А у Завьялова голова шла кругом.
— Выходит, ты знал, что этот парень удрал из-под стражи и скрывается? — все еще плохо сознавая реальность происходящего, произнес Завьялов. — Ну, и что же сделал ты?
— А что я должен был, по-вашему, сделать? — чуть приподняв густые брови, недоуменно переспросил Виктор.
— Как что? Вор, грабитель удрал из-под стражи. Ты об этом знал и…
— Доносить?! — неожиданно громко воскликнул Виктор.
— Позволь, позволь, — сказал Завьялов. — Что такое ты говоришь? Я доносчиков сам презираю. Но разве сообщить в милицию, что ты видел сбежавшего из-под стражи преступника, — это значит «доносить»?
— Во-первых, я не знаю, в какой мере Васька — преступник.

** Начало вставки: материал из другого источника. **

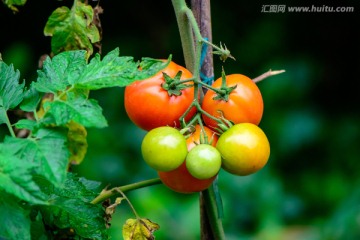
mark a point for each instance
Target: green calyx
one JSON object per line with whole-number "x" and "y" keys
{"x": 174, "y": 85}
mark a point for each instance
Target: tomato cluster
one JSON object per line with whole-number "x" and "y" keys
{"x": 229, "y": 139}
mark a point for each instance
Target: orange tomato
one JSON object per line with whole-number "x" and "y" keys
{"x": 245, "y": 103}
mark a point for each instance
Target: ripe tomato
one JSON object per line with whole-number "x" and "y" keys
{"x": 203, "y": 161}
{"x": 245, "y": 103}
{"x": 244, "y": 149}
{"x": 149, "y": 105}
{"x": 164, "y": 148}
{"x": 180, "y": 180}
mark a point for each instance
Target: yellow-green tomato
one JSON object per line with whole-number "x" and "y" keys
{"x": 244, "y": 149}
{"x": 203, "y": 161}
{"x": 164, "y": 148}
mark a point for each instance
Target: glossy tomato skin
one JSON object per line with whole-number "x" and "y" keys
{"x": 164, "y": 148}
{"x": 149, "y": 106}
{"x": 244, "y": 149}
{"x": 180, "y": 180}
{"x": 203, "y": 161}
{"x": 245, "y": 102}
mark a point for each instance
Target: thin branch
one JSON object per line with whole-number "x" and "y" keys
{"x": 107, "y": 193}
{"x": 267, "y": 74}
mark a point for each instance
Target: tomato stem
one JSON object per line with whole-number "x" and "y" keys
{"x": 130, "y": 204}
{"x": 8, "y": 124}
{"x": 107, "y": 193}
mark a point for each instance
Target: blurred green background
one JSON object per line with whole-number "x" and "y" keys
{"x": 310, "y": 188}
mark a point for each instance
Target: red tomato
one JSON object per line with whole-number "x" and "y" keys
{"x": 180, "y": 180}
{"x": 149, "y": 106}
{"x": 245, "y": 103}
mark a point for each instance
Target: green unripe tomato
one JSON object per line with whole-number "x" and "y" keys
{"x": 244, "y": 149}
{"x": 164, "y": 148}
{"x": 203, "y": 161}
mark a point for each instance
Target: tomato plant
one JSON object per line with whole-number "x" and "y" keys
{"x": 203, "y": 161}
{"x": 244, "y": 148}
{"x": 180, "y": 180}
{"x": 47, "y": 121}
{"x": 242, "y": 103}
{"x": 164, "y": 148}
{"x": 150, "y": 104}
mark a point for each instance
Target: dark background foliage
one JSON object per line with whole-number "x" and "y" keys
{"x": 310, "y": 187}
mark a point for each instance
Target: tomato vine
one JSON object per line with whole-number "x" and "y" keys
{"x": 56, "y": 109}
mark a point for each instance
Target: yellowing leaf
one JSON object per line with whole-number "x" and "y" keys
{"x": 139, "y": 229}
{"x": 77, "y": 142}
{"x": 72, "y": 29}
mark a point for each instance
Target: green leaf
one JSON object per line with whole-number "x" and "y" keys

Я в его деле не разбирался. Сам он, например, утверждает, что его в эту историю просто впутали. Но дело не в этом. Я сейчас вас просто не понимаю, Владимир Андреевич. К чему вы меня призываете? Мне доверился человек, а я пойду и посажу его за решетку? И это будет честно? Вы так полагаете?

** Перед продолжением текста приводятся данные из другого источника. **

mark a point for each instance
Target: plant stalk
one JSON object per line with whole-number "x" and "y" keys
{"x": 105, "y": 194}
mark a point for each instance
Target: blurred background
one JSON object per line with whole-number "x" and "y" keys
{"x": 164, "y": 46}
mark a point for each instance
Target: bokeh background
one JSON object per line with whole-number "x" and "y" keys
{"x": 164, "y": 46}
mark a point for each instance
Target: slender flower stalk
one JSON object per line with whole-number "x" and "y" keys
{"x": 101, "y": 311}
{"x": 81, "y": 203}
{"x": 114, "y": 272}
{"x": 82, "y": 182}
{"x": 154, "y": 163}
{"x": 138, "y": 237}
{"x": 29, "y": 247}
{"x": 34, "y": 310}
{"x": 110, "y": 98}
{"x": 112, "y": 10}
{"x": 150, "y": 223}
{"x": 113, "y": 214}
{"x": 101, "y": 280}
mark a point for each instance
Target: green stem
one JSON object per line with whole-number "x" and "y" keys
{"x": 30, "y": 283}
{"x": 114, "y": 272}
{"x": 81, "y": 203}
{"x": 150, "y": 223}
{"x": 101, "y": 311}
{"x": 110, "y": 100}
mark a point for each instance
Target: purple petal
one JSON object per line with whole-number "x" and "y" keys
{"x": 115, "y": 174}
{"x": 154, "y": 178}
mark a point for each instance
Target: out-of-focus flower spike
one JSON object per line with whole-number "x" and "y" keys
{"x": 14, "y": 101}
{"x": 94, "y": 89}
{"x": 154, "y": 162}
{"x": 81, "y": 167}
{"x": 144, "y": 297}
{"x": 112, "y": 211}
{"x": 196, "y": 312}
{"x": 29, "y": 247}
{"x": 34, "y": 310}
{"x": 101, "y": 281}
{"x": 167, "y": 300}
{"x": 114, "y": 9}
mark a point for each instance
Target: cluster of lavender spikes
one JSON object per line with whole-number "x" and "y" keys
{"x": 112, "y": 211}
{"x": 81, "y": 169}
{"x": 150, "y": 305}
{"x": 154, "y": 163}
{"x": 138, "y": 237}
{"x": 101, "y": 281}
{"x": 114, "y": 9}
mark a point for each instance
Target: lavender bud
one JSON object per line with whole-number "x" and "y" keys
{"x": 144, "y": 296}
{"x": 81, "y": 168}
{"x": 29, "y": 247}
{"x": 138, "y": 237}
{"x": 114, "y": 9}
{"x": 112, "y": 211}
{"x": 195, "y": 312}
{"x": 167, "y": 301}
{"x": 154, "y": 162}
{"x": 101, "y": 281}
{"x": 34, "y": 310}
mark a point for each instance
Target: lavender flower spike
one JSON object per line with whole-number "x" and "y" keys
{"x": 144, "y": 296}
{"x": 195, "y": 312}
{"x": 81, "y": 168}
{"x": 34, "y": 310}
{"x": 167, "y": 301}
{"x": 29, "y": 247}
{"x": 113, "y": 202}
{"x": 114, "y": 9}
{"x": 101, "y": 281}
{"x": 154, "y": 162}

— Ты просто глупости какие-то говоришь, — возмутился Завьялов. — Надо же различать…
— Не надо! — оборвал Виктор. — Это все казуистика! Честность — одна, при всех обстоятельствах! А вот когда их несколько, то начинается всякая двойная бухгалтерия. Тогда появляются доносики и все такое прочее. Мне образ жизни Васьки противен, сам он просто дурак. Но я не пойду в милицию вовсе не из-за него. Из-за себя. Понимаете? Донос есть донос. Если бы в тридцать седьмом году к вам прибежал ваш знакомый, которому удалось удрать из заключения, вы бы его выдали, да? Его, допустим, расстреляли бы. А теперь реабилитировали. Выходит, посадили его за зря, напрасно! Как бы вы себя теперь чувствовали? Ну вот, а вы хотите, чтобы я сейчас в милицию побежал…

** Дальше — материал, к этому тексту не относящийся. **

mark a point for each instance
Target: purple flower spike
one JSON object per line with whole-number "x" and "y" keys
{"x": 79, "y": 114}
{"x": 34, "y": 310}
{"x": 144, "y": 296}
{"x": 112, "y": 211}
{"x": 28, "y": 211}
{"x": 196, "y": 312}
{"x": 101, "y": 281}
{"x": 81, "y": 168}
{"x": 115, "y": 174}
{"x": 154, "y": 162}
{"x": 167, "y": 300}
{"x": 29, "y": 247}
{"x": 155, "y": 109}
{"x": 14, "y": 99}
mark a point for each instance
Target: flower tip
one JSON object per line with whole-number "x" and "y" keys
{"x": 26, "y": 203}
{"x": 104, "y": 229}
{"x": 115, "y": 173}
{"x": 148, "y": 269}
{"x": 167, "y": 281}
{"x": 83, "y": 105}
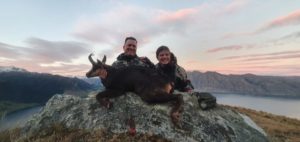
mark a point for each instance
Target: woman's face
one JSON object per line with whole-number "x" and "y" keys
{"x": 164, "y": 57}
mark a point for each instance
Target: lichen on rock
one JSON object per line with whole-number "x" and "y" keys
{"x": 217, "y": 124}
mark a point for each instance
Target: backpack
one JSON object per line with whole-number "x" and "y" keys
{"x": 206, "y": 100}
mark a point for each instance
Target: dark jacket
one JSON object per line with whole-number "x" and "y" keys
{"x": 126, "y": 60}
{"x": 176, "y": 74}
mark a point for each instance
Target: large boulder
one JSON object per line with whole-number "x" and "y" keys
{"x": 217, "y": 124}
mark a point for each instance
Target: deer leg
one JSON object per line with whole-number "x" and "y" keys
{"x": 163, "y": 97}
{"x": 103, "y": 97}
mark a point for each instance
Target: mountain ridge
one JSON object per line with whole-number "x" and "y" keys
{"x": 248, "y": 84}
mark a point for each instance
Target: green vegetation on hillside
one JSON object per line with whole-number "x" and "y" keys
{"x": 278, "y": 129}
{"x": 7, "y": 107}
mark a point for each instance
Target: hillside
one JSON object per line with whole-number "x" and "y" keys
{"x": 246, "y": 84}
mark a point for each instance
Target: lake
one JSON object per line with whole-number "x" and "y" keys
{"x": 281, "y": 106}
{"x": 18, "y": 118}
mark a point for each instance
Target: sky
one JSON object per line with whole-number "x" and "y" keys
{"x": 226, "y": 36}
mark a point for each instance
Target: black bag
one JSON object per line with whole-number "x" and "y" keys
{"x": 205, "y": 100}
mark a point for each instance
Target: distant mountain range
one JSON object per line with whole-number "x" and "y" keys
{"x": 19, "y": 85}
{"x": 248, "y": 84}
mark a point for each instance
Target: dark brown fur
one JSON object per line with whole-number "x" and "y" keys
{"x": 152, "y": 86}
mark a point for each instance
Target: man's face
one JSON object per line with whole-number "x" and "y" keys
{"x": 130, "y": 47}
{"x": 164, "y": 57}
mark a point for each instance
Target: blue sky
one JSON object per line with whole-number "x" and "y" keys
{"x": 227, "y": 36}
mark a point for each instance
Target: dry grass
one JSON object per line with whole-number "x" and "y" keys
{"x": 58, "y": 133}
{"x": 278, "y": 128}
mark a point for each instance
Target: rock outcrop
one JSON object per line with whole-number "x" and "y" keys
{"x": 217, "y": 124}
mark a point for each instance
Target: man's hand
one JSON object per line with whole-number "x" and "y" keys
{"x": 102, "y": 73}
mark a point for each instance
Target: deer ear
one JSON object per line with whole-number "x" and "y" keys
{"x": 104, "y": 59}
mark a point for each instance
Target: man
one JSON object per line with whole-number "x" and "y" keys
{"x": 129, "y": 57}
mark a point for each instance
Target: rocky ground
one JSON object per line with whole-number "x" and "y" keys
{"x": 66, "y": 116}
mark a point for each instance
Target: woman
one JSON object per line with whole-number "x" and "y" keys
{"x": 167, "y": 63}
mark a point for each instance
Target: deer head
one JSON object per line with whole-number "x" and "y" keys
{"x": 96, "y": 66}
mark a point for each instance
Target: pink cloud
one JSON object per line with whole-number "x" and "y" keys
{"x": 234, "y": 6}
{"x": 284, "y": 53}
{"x": 281, "y": 57}
{"x": 224, "y": 48}
{"x": 180, "y": 15}
{"x": 292, "y": 18}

— Что я от тебя хочу, Виктор, ты сейчас поймешь, — сказал Завьялов. — Но сначала… сначала поговорим о твоем примере. Ты напомнил про тридцать седьмой год. Я не считаю себя ответственным за него. И не потому, что мне тогда было только пятнадцать лет. Миллионы моих более старших товарищей, которые в тридцать седьмом и позже не сажали невиновных людей, а создавали могущество страны, тоже не виноваты в тех преступлениях. Ты привел пример. Придумал ситуацию. Что и говорить, страшное стечение обстоятельств. И все же я не уйду в кусты, отвечу тебе, что сделал бы в подобном случае. В тридцать седьмом году в придуманной тобой ситуации я не укрыл бы того человека. Да, сегодня мне было бы больно и стыдно за свой поступок. Но тогда я бы его не укрыл. Почему? Потому что я верил Сталину. Верил в его тысячекратно повторяемые слова о том, что внутри. нашей страны все более обостряется классовая борьба. Не допускал и мысли, что могут арестовать и осудить невиновного человека — нет, не допускал! Нам, рядовым людям, трудно было тогда разобраться, отделить беззакония от справедливой борьбы со шпионами и диверсантами. Трудно не только потому, что прикрывавший эти беззакония авторитет Сталина был очень высок, но и потому, что ни тридцать седьмой, ни последующие годы не были только историей беззаконий. В те годы совершались великие, благородные дела. Люди вкладывали в эти дела свою молодость, свою силу, свою жизнь. Может быть, теперь ты поймешь, почему в тридцать седьмом году я не укрыл бы человека, о котором ты говорил. Я не мог бы себе тогда представить, что меч пролетарской диктатуры покарал невиновного. Я не знал, не допускал и мысли о том, что этот меч может быть направлен в сердце своих. Если бы я верил тому человеку, то, наверно, нашел бы в себе мужество заявить, написать, что до сих пор знал его только с лучшей стороны. Но укрыть сбежавшего из-под стражи я бы не смог.